Of course, Rob gladly accepted this invitation, and, entering the sampan with Lieutenant Hibbard, was sculled out to the floating fortress, which always lies off Canton, providing a safe-refuge for foreigners against a storm of wrath such as sometimes sweeps over that turbulent city. She is at the same time a most effective peace-keeper, since the Chinese know as well as any one that her powerful guns could within a few hours lay their metropolis in ruins.

The Monterey is famous as having been the first ship of her class to cross the Pacific to Manila, where she added such strength to Dewey's handful of war-ships as to render his position there impregnable.

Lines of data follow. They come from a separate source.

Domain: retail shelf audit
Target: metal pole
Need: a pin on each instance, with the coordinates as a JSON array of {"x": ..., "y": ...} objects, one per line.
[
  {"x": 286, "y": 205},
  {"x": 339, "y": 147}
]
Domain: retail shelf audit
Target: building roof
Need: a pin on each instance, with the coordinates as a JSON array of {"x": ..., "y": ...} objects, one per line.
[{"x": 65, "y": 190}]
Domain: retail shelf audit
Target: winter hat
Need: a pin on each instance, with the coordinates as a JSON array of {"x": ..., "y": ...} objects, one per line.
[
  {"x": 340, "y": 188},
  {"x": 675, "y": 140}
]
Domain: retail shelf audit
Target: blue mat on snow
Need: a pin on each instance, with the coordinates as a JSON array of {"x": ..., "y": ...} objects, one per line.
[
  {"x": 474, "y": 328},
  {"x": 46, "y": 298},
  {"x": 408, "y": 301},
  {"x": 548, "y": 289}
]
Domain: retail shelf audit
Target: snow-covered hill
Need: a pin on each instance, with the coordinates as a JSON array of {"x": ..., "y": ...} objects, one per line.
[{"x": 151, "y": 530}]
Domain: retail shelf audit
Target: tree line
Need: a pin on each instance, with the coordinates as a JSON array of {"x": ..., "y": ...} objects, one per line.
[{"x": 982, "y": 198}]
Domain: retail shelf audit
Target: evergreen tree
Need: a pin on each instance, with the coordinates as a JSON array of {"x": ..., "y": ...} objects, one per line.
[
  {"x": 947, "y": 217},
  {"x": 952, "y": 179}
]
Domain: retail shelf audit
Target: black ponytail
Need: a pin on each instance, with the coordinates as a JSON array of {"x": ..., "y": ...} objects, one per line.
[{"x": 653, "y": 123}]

On gaining her side Rob found the rail to be quite two feet above water, instead of only a few inches, as he had supposed. He also found her to be of great breadth of beam, with wide sweeps of unencumbered deck, both forward and aft. Safely below the water-line he found roomy, well-ventilated quarters for officers and crew, as well as ample engine, coal, and ammunition spaces. He marvelled at her huge guns, polished until they shone, mounted fore and aft in steel turrets of a strength and construction to defy the most powerful of modern missiles. At the same time, these could be revolved at will, by a mechanism so delicate as to be controlled by a finger. Rob took tiffin with the officers of the ward-room mess, whom he entertained with news from the States and from Manila, and when, late in the afternoon, he again was set on shore, he felt that his first day in Canton, in spite of its clouded beginning, had been one of the very happiest and most interesting of his life.